Walker put in another gargantuan shift at right-back, tearing around the outside of Phil Foden during the first half in a similar manner to the pair’s destructive combination for England against Scotland last midweek.
West Ham got a grip on that lopsided City tactic and Guardiola’s halftime tweaks featured Walker dropping into a more conventional right-back role and Silva pushing up from alongside Rodri into an attacking midfield position, frequently switching positions with Foden on the right wing.
“We tried to react to the conditions,” Guardiola said. “With the movement from Kyle wide we created a back five, with Kyle inside we created a back four. Kyle, the game he had was amazing.”

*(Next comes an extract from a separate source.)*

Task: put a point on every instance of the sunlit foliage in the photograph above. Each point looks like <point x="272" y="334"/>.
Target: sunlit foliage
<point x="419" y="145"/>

Silva’s intelligence and versatility similarly makes light of Guardiola’s squad being surprisingly light on numbers. John Stones Jack Grealish, Mateo Kovacic and Kevin De Bruyne are all sidelined as City prepare for the start of their Champions League defence against Red Star Belgrade on Tuesday.
The Portugal international scored the game-breaking second goal against West Ham on the end of Julian Alvarez’s chipped pass and then set up Haaland shortly after Walker had tried to do likewise.
It was impossible to imagine City being so effective at the London Stadium without Walker or Silva. As Bayern Munich turned the defender’s head during the summer and Silva was once again the subject of admiring glances from Barcelona and PSG, that was a very real possibility.
“Losing Kyle and Bernardo would have been so tough,” Guardiola said, with both men having been persuaded to pen contract extensions until 2026. “It’s not about how important they are on the pitch but they are personalities and many things that are almost irreplaceable.
“The characters in the team need one year, two years, three years. Maybe the players who are substituted in have the quality and will be good but what [Silva and Walker] have is difficult [to replace].
“After losing important players like Ilkay [Gundogan] and Riyad [Mahrez], losing two more would have been really important. That’s why we are really pleased that the players want to stay.”
Player of the weekend? Doku, no question. But as he gets ready to bring his quick-stepping box of tricks to the Champions League, he’ll need a few more show-stopping displays to be considered City’s most important signing of the summer.
When Guardiola calls Walker and Silva “almost” irreplaceable, he might just be underplaying it a little bit.